Artist:     Jethro Tull
Title:     Round
Source:     CD: This Was
Writer:     Anderson/Abrahams/Cornish/Bunker/Ellis
Label:     Chrysalis/Capitol
Year:     1968
     Round was probably just a short warm-up jam (or possibly a break song) that the band decided to include at the end of their first album, This Was. It is the only song credited to the entire Jethro Tull lineup, including producer Terry Ellis, co-founder of Chrysalis Records.

Artist:    Buckinghams
Title:    And Your Love
Source:    LP: Time And Charges
Writer(s):    James William Guercio
Label:    Columbia
Year:    1967
    The Buckinghams were a Chicago area band that hit the top of the US charts with Kind Of A Drag, released on the local USA label in late 1966. Not long after that the band was introduced to James William Guercio, who immediately saw the potential of a rock band with a strong horn presence.
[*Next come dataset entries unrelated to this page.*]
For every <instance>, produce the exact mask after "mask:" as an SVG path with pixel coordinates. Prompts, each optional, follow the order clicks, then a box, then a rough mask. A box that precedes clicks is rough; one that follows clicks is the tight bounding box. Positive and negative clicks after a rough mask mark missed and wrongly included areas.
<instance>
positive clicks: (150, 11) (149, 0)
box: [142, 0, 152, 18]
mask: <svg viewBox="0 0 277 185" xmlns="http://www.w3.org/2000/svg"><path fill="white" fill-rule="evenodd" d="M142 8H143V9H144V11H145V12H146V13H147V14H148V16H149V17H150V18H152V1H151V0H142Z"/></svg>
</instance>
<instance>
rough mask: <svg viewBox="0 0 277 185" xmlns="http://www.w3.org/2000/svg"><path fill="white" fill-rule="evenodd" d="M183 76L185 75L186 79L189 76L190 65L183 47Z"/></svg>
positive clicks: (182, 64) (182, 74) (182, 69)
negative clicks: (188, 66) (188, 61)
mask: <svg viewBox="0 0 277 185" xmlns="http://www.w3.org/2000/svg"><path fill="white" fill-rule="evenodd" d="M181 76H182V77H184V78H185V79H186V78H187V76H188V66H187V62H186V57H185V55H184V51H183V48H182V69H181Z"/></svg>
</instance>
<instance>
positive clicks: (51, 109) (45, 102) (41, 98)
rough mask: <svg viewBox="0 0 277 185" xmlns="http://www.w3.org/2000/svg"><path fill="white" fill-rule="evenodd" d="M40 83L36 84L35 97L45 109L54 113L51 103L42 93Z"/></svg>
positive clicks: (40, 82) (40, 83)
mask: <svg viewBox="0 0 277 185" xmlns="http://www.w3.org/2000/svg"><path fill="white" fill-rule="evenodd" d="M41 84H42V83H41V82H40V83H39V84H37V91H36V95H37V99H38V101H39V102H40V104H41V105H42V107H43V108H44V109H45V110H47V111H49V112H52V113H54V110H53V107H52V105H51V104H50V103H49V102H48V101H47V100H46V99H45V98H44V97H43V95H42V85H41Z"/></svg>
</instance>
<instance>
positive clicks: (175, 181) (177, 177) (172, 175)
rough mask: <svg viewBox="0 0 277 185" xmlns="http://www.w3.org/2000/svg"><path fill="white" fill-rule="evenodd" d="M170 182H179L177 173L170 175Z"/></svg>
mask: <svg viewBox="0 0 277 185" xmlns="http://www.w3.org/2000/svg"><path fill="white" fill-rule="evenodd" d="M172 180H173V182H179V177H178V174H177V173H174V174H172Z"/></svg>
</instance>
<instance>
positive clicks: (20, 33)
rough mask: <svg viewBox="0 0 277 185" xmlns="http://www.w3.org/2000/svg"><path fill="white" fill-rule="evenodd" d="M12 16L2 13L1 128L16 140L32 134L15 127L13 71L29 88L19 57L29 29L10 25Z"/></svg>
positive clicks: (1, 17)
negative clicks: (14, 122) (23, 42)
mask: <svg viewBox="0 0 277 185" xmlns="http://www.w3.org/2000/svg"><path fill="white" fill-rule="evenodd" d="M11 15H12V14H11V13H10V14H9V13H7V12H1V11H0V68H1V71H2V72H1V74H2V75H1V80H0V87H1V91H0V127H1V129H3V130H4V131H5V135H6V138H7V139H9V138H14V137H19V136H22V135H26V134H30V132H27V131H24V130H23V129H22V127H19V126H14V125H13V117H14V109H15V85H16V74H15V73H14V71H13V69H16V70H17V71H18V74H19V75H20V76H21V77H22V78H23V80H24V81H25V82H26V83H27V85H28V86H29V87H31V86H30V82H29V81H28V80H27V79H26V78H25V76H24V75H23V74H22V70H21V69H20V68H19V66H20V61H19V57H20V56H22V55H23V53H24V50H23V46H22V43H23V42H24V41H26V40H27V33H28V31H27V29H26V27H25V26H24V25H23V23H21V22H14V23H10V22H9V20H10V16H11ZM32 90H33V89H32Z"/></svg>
Guercio soon became the band's producer, getting the Buckinhams a contract with Columbia, at the time the second largest record label in the US (behind RCA Victor). Guercio produced the band's second LP, Time And Charges, which included several of Guercio's own compositions such as And Your Love. After creative differences resulted in Guercio and the Buckinghams going their separate ways,  Guercio found a pair of new bands with horn sections in need of a producer: Blood, Sweat & Tears (who had just added David Clayton-Thomas to the lineup) and the Chicago Transit Authority, who would end up shortening their name to Chicago.

Artist:    Vagrants
Title:    Respect
Source:    Mono LP: Nuggets Vol. 2-Punk (originally released as 45 RPM single B side)
Writer(s):    Otis Redding
Label:    Rhino (original label: Atco)
Year:    1967
    Sounding a lot like the Rascals, the Vagrants were a popular Long Island band led by singer Peter Sabatino and best remembered for being the group that had guitarist Leslie Weinstein in it. Weinstein would change his last name to West and record a solo album called Mountain before forming the band of the same name. This version of Respect is fairly faithful to the original Otis Redding version. Unfortunately for the Vagrants, Aretha Franklin would release her radically rearranged version of the song just a few weeks after the Vagrants, relegating their version of the tune (and the Vagrants themselves) to footnote status.

Artist:    Strawberry Alarm Clock
Title:    Incense And Peppermints
Source:    Mono CD: Even More Nuggets (originally released as 45 RPM single)
Writer(s):    Carter/Gilbert/Weitz/King
Label:    Rhino (original label: Uni)
Year:    1967
    Incense and Peppermints started off as an instrumental from Los Angeles band Thee Sixpence members Mark Weitz and Ed King, mostly because the band simply couldn't come up with any lyrics. Their producer decided to bring in professional songwriters John S. Carter and Tim Gilbert to finish the song, and ended up giving them full credit for it. This did not sit well with the band members. In fact, they hated the lyrics so much that they refused to sing them. Undaunted, the producer persuaded 16-year-old Greg Munford, a friend of the band who had accompanied them to the recording studio, to sing the lead vocals on the track, which was was then issued as the B side of the group's fourth single, The Birdman Of Alkatrash, on the All-American label. Somewhere along the line a local DJ flipped the record over and started playing Incense And Peppermints instead. The song caught on and Uni Records (short for Universal, which is now the world's largest record company) immediately signed the band (which by then had changed their name to the Strawberry Alarm Clock) issuing the record nationally with Incense And Peppermints as the A side. Naturally, the song went to the number one spot, becoming the band's only major hit.